ABTC 1603: Phase I Study of Neoadjuvant GMCI + PD-1 Inhibitor Combined with Standard of Care for Newly Diagnosed High-Grade Gliomas
PI: Nino Chiocca, MD, PhD, FAANS
The hypothesis of this study is combining Gene Modified Cytotoxic Immunotherapy (GMCI) with a PD-1 inhibitor will be safe and improve the clinical outcome of patients with high grade glioma (Gr III-IV glioma), compared to standard of care (surgery + radiochemotherapy). GMCI is comprised of a replication-defective adenoviral vector (AdV-TK) expressing the herpes simplex virus thymidine kinase gene combined with valacylovir, an anti-Herpse prodrug. In this trial, GMCI is combined with nivolumab, an anti-PD-1 checkpoint inhibitor. The rationale for the trial is the AdV-TK infects a small number of tumor cells, which then die when valacyclovir is administered releasing multiple autologous tumor-derived antigens and creating a local immunostimulotory mileau, facilitating a local immune response at the site of the tumor with recruitment of immune effector cells and upregulation of immune cytokines. The PD-1 should mitigate the immunosuppressive cells that are also recruited to HGGs.

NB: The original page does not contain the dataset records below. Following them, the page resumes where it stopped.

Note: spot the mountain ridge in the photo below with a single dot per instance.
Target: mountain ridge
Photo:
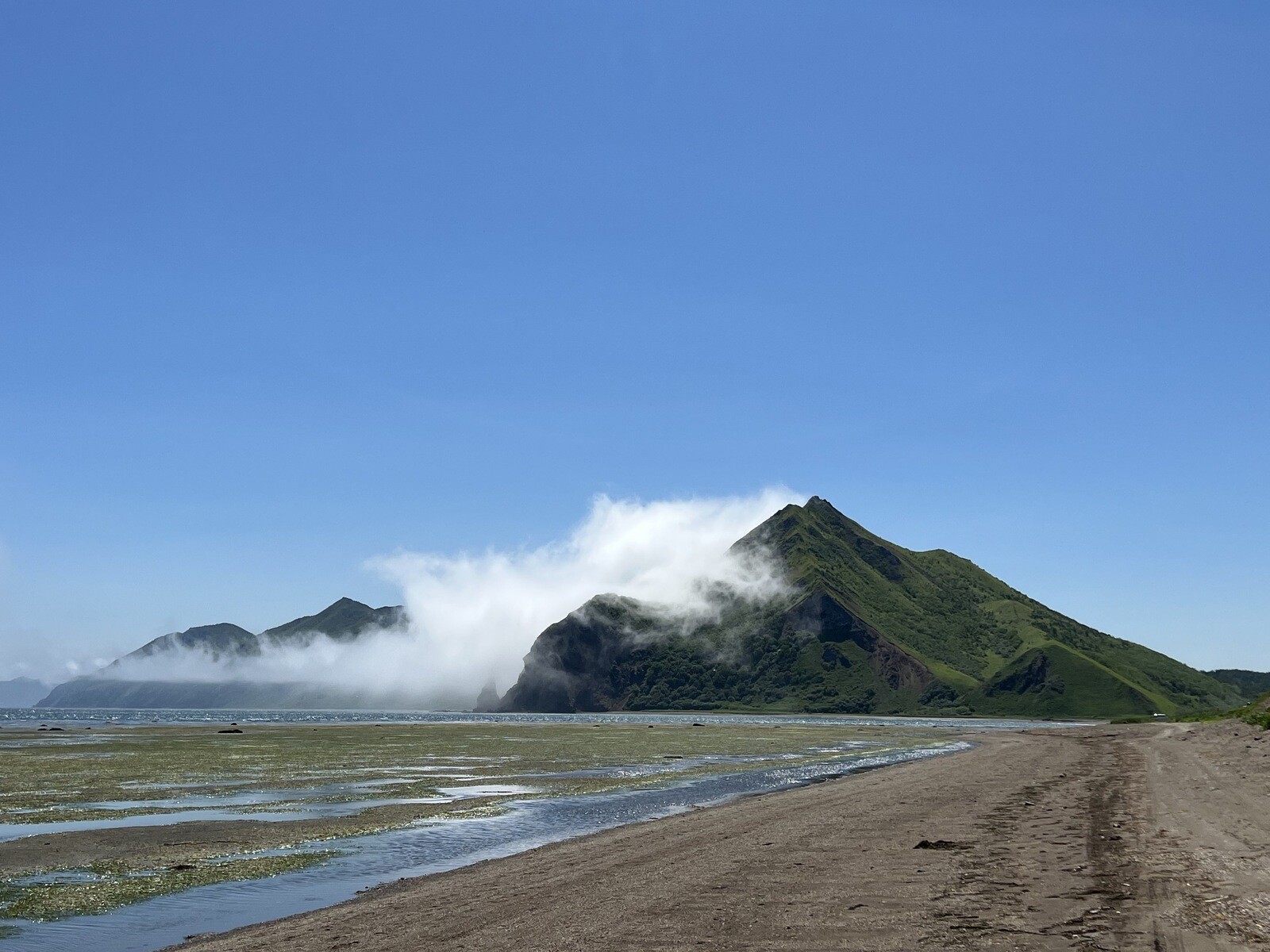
(868, 628)
(344, 620)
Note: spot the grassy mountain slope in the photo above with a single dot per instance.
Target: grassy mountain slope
(1251, 685)
(869, 628)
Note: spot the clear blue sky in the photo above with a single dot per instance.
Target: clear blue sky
(285, 286)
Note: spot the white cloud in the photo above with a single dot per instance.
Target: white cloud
(473, 617)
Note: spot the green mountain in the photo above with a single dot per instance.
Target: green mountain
(224, 644)
(868, 628)
(343, 621)
(1251, 685)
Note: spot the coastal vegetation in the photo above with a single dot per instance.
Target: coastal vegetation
(281, 797)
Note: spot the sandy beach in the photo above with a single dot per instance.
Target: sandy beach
(1153, 837)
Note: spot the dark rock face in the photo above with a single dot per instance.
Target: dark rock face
(569, 666)
(868, 626)
(1035, 676)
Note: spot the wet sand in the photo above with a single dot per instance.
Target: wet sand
(1153, 837)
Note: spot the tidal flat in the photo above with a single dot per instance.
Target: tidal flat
(92, 820)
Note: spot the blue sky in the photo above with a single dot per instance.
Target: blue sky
(289, 286)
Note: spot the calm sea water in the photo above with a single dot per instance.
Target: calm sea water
(438, 846)
(27, 717)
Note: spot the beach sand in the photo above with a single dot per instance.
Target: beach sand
(1149, 837)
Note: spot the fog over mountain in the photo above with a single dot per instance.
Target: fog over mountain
(468, 620)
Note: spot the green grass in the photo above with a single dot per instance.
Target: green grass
(968, 632)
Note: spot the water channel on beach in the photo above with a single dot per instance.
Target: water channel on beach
(529, 799)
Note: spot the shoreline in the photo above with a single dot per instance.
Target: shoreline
(1153, 837)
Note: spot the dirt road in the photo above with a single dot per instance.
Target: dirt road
(1153, 837)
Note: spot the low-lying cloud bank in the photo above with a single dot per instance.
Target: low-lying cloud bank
(473, 617)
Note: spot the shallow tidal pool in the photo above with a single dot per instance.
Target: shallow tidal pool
(117, 827)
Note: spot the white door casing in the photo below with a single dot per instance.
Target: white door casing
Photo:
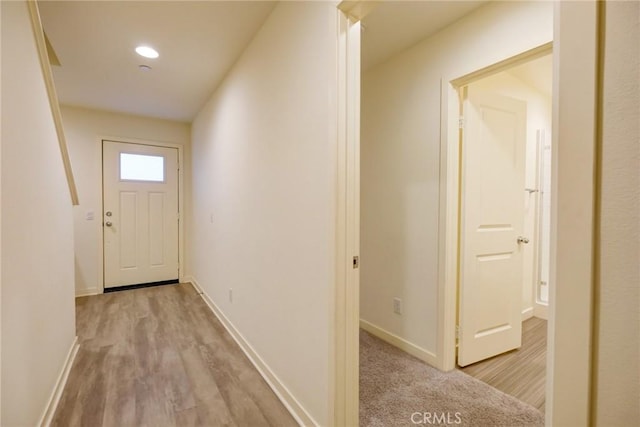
(140, 216)
(492, 208)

All patients will undergo surgical resection with an injection of GMCI into the tumor bed, followed by radiotherapy and nivolumab. The patients will then be divided into two cohorts, depending on MGMT promotor methylation:
Cohort 1: patients with HGGs with MGMT unmethylated, who will not receive concurrent or adjuvant TMZ.
Cohort 2: patients with HGGs withmethylated MGMT, who will be treated with concurrent and adjuvant TMZ.
The primary goal of the study is to assess the safety and toxicity of combining GMCI and nivolumab and identify the maximal toderated dose (MTD) of this combination. Secondary goals include estimation of PFS, OS and assessment of various immune biomarkers and their correlation with clinical response.